1. Waye J, Rex D, Williams C, editors. The colonoscope Insertion Tube, in Colonoscopy. Principles and Practice. : Blackwell Publishing; 2003.
2. Cotton P, Williams C, editors. Colonosocopie en Flexibele Sigmoidoscopie, in Practical Gastrointestinal Endoscopy. The fundamentals. : Blackwell Publishing; 2003.

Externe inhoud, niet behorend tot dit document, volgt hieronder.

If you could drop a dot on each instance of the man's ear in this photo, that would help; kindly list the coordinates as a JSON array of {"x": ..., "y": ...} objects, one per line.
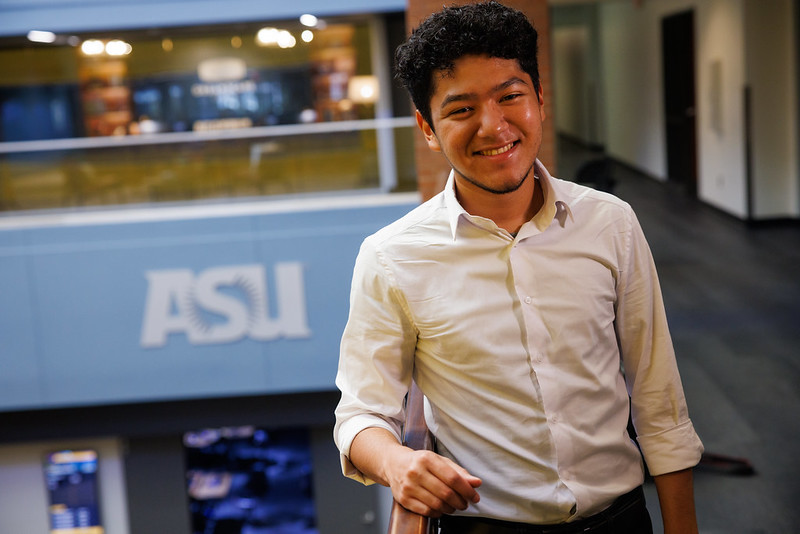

3. Classen M, Tytgat G, Lightdale C, editors. Colonoscopie: Basic Instrumentation and Technique in Gastroenterological Endoscopy. Stuttgart: Thieme; 2010.
4. Waye J, Rex D, Williams C, editors. Basisprocedure: Insertion Technique in Colonoscopy. Principles and Practice. : Blackwell Publishing; 2003.
5. Cotton P, editor. Sedation, analgesia and monitoring for endoscopy, in Advanced Digestive Endoscopy: Practice and Safety. : Blackwell Publishing; 2008.
6. Trecca A, editor. Terminale Ileoscopie: Technique. In Ileoscopy. Technique, Diagnosis and Clinical Applications. Rome: Springer; 2012.
7. Trecca A, editor. Het belang van een volledige colonoscopie en exploratie van de cecale regio In Ileoscopy. Technique, Diagnosis and Clinical Applications. Rome: Springer; 2012.